Adapt and Stabilize, Then Learn and Optimize: A New Approach to Adaptive LQR
Peter A. Fisher, Anuradha M. Annaswamy
TL;DR
The paper tackles practical adaptive LQR by proposing MRAC-LQR, a framework that uses a fast direct MRAC-based stabilization loop inside a slower learning loop that applies epoch-based parameter updates. It removes the need for an initial stabilizing controller and for persistent excitation to guarantee stability, while still providing a high-probability regret bound akin to existing methods. Theoretical results show stability with probability one and a regret bound of tilde O(T^{2/3}) under exploration, with simulations demonstrating competitive performance relative to state-of-the-art methods and clear advantages when initial stabilization or strong excitation is unavailable. The work also outlines future directions, including extensions to time-varying dynamics and broader adaptive control settings, underscoring the practical impact for real-world adaptive control systems.
Abstract
This paper focuses on adaptive control of the discrete-time linear quadratic regulator (adaptive LQR).
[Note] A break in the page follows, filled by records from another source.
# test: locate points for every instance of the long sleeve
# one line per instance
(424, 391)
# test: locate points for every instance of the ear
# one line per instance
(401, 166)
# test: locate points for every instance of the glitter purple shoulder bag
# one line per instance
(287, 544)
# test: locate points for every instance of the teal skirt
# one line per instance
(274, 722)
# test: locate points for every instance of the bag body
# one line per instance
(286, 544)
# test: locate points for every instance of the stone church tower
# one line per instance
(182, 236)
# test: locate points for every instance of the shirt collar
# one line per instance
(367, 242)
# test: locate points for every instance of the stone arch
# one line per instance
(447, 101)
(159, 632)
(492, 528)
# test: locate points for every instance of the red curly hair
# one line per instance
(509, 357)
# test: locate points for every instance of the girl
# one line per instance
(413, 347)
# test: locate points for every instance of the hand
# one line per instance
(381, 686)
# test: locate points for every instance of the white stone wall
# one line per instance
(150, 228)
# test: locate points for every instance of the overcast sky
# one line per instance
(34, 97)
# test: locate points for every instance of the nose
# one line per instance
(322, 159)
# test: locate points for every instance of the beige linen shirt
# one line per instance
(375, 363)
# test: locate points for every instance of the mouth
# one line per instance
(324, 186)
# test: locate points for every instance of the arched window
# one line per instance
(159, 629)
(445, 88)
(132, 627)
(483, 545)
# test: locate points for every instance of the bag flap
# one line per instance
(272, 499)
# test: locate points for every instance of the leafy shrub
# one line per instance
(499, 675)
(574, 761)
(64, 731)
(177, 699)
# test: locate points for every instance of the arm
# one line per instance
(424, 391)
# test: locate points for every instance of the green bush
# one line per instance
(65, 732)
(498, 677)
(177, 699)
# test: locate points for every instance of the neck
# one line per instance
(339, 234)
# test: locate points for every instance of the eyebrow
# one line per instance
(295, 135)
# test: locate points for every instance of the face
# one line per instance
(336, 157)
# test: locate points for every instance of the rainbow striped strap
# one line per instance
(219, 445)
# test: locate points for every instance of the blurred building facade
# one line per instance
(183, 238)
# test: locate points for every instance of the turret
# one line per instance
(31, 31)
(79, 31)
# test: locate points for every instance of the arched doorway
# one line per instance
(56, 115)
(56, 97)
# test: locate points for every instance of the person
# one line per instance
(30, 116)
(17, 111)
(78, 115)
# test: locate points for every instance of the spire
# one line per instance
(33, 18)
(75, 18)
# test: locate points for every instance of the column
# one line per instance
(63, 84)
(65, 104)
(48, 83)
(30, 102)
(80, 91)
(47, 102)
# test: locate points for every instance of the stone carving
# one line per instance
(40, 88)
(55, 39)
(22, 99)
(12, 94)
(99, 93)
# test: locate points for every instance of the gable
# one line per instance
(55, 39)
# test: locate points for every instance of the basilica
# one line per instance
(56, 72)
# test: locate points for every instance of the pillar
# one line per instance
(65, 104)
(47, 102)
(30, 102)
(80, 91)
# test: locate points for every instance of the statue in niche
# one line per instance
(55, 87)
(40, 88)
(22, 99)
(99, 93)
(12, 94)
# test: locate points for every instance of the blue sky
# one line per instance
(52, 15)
Recent literature has made significant contributions in proving non-asymptotic convergence rates, but existing approaches have a few drawbacks that pose barriers for practical implementation. These drawbacks include (i) a requirement of an initial stabilizing controller, (ii) a reliance on exploration for closed-loop stability, and/or (iii) computationally intensive algorithms. This paper proposes a new algorithm that overcomes these drawbacks for a particular class of discrete-time systems. This algorithm leverages direct Model-Reference Adaptive Control (direct MRAC) and combines it with an epoch-based approach in order to address the drawbacks (i)-(iii) with a provable high-probability regret bound comparable to existing literature. Simulations demonstrate that the proposed approach yields regrets that are comparable to those from existing methods when the conditions (i) and (ii) are met, and yields regrets that are significantly smaller when either of these two conditions is not met.